Friday, August 03, 2007

Support our mercenaries?

Earlier this summer, I attended a Barack Obama campaign stop in Boone, Iowa with a friend of mine who is working on the campaign. Sharing in his enthusiasm, a feeling of excitement came over me as the man and his entourage stepped out of their black SUV and into the bright sun. With a big smile on his face, Obama slowly made his way up the gravel driveway, taking plenty of time to chat, pose for pictures and sign autographs. Upon reaching the porch of the idyllic farmhouse, the senator launched into a short speech that touched on everything from Illinois grassroots organizing to national security. The latter came to dominate the remainder of the speech and the subsequent question-and-answer session (much as it has today’s national dialogue), and this came as no surprise. What was surprising, though, was that an important and much lesser-known subtopic was brought to the forefront.

A man posed the question: “If elected president, what will you do with regard to Blackwater?” The Iowan was referring of course to the multinational private security firm that has over 48,000 “contractors” in Iraq. I am compelled to define it here because its name and mission have escaped the mainstream media, and its influence has largely gone under the radar. Senator Obama responded flatly that, under his command, only regular United States troops would be employed to fight the “war on terror,” as it were.

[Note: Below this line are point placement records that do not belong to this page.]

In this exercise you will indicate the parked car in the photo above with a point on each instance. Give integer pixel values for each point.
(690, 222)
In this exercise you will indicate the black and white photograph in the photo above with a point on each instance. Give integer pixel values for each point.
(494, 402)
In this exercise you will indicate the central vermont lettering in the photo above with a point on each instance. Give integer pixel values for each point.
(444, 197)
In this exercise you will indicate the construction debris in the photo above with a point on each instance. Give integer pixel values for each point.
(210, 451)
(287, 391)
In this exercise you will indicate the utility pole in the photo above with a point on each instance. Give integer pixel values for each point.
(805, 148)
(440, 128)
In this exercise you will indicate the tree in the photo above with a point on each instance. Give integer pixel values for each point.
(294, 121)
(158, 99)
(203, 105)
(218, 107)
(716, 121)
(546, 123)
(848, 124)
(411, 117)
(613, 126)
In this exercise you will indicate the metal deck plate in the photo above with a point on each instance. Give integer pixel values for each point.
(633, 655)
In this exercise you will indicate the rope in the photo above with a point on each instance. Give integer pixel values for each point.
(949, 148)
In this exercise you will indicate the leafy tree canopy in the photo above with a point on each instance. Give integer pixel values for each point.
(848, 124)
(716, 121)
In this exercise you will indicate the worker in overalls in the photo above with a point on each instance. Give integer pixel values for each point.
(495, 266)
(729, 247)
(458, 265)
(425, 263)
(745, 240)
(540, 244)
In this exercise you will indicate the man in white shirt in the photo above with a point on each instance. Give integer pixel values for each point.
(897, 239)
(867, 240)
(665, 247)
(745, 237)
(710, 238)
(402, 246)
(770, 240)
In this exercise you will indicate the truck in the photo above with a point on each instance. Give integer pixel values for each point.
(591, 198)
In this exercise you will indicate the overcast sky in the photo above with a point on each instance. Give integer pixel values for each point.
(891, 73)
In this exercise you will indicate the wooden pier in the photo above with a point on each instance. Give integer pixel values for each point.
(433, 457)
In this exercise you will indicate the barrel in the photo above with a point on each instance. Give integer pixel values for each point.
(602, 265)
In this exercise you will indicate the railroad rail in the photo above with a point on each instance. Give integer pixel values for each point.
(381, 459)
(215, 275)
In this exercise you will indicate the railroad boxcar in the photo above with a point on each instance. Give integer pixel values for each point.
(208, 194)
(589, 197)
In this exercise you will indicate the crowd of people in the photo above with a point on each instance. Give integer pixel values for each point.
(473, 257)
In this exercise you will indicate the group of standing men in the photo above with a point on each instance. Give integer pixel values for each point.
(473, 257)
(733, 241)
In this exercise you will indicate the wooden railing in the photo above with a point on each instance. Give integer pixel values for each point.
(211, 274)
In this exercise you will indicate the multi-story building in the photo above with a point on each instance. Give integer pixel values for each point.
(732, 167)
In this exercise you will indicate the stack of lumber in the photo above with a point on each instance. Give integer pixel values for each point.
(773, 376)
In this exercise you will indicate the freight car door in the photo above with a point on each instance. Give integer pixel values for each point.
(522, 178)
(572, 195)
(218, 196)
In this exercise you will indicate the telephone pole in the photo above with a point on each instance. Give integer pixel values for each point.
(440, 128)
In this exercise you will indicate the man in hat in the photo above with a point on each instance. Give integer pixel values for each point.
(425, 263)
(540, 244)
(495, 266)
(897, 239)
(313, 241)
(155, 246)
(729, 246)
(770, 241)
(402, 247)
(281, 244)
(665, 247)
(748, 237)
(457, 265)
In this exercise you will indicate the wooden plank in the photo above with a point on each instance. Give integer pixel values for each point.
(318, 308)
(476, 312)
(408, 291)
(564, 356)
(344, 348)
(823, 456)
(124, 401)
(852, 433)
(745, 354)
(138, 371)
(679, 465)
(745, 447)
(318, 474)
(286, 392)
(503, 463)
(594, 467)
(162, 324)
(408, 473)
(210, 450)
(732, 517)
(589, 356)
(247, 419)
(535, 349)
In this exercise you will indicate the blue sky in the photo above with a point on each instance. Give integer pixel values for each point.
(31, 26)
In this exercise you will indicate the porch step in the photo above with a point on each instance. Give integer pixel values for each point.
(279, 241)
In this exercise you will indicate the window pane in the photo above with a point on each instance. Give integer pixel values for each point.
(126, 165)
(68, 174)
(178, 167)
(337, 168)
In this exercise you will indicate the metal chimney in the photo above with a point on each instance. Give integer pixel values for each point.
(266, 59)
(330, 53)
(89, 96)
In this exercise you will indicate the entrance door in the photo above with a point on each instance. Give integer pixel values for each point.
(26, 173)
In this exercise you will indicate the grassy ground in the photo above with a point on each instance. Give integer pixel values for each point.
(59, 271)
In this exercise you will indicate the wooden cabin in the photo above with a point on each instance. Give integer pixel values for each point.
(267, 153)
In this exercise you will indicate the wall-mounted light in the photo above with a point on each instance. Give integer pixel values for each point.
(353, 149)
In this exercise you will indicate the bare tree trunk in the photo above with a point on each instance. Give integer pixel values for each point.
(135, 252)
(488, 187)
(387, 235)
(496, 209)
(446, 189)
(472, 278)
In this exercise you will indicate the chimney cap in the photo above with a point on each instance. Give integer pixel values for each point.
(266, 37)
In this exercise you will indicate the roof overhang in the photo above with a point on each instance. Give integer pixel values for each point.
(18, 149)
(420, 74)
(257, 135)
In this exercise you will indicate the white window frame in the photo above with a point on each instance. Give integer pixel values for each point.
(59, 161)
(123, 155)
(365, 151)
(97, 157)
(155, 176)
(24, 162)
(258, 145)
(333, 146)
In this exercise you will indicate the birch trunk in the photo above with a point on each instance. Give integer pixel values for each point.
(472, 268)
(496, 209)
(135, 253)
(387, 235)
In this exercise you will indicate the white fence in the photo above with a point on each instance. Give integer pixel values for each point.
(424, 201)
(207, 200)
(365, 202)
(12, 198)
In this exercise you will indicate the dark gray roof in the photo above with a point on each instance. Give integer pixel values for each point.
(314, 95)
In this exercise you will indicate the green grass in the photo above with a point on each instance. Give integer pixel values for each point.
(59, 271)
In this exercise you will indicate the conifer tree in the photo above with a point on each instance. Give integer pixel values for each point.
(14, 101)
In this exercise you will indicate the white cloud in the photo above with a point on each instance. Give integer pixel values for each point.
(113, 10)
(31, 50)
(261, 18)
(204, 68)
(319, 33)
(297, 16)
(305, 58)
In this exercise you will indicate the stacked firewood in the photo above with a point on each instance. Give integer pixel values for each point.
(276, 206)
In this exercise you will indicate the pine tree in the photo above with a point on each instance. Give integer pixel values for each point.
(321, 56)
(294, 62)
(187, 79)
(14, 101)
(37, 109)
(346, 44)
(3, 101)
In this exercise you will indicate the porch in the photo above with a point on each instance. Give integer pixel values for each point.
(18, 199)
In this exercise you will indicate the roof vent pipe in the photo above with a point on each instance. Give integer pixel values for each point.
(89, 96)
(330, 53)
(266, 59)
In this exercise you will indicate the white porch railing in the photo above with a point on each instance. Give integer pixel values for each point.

The questioner should be commended for simply asking, because most Americans think Blackwater is just a Doobie Brothers song. Unfortunately, it is also the name of what is perhaps the largest embodiment of reckless Bush-era privatization yet seen. According to Jeremy Scahill, author of Blackwater: The Rise of the World’s Most Powerful Mercenary Army, this entity (and its smaller competitors) consumes 70% of our entire intelligence budget (42 billion American tax dollars yearly) doing what we already pay our army to do: fight our wars and protect powerful individuals in dangerous areas. It thus seems as though, because the introduction of a military draft would have meant the end of the Iraq war, Bush simply circumvented the entire democratic process and let his dollars, er, our dollars, buy some time. Scahill goes on, though, noting that an unprecedented number of Blackwater “contractors” accompanied our troops in the initial invasion of Iraq, a scenario which he argues was Bush’s compensating for the lack of ever having a true coalition in the first place. Blackwater operatives’ deaths are not counted in the official death toll, so they could continue fighting for Mr. Bush (or whomever is in office) indefinitely without the knowledge or consent of Americans, citizen and policymaker alike.

In a recent discussion, a coworker of mine likened the paradigm to medieval feudalism, in which private armies were hired by kings and powerful individuals to fight their enemies. Much like Blackwater, a soldier had allegiance only to the man who paid him, and no one else. That’s all well and good, but isn’t America a democracy?

Although the election is over fifteen months away, each candidate has been talking seriously about terrorism, national security and foreign policy as if he (or she) was going to be elected tomorrow. Obama himself made headlines recently with his surprisingly aggressive stance toward Pakistan and the disorder that has come to characterize its southern tribal region. The statement sparked a debate amongst his Democratic competitors. And why shouldn’t it? After all, nothing but bad news has come out of Iraq and everything this administration has attempted to do has been a failure. The very thought of invading another Middle Eastern, Muslim nation is enough to induce a strong feeling of nausea.

Whoever is elected in November 2008 is charged not only with the task of cleaning up the mess in Iraq (to put it generously), but reevaluating the makeup of this nation’s fighting forces. Blackwater does not represent the will of the American people. Just picture it: unidentified Westerners with guns and helicopters running around shooting and killing with impunity. Meanwhile, polls are interested in finding out “Why do they hate us?” America has gotten in far over its head, and job one is getting out.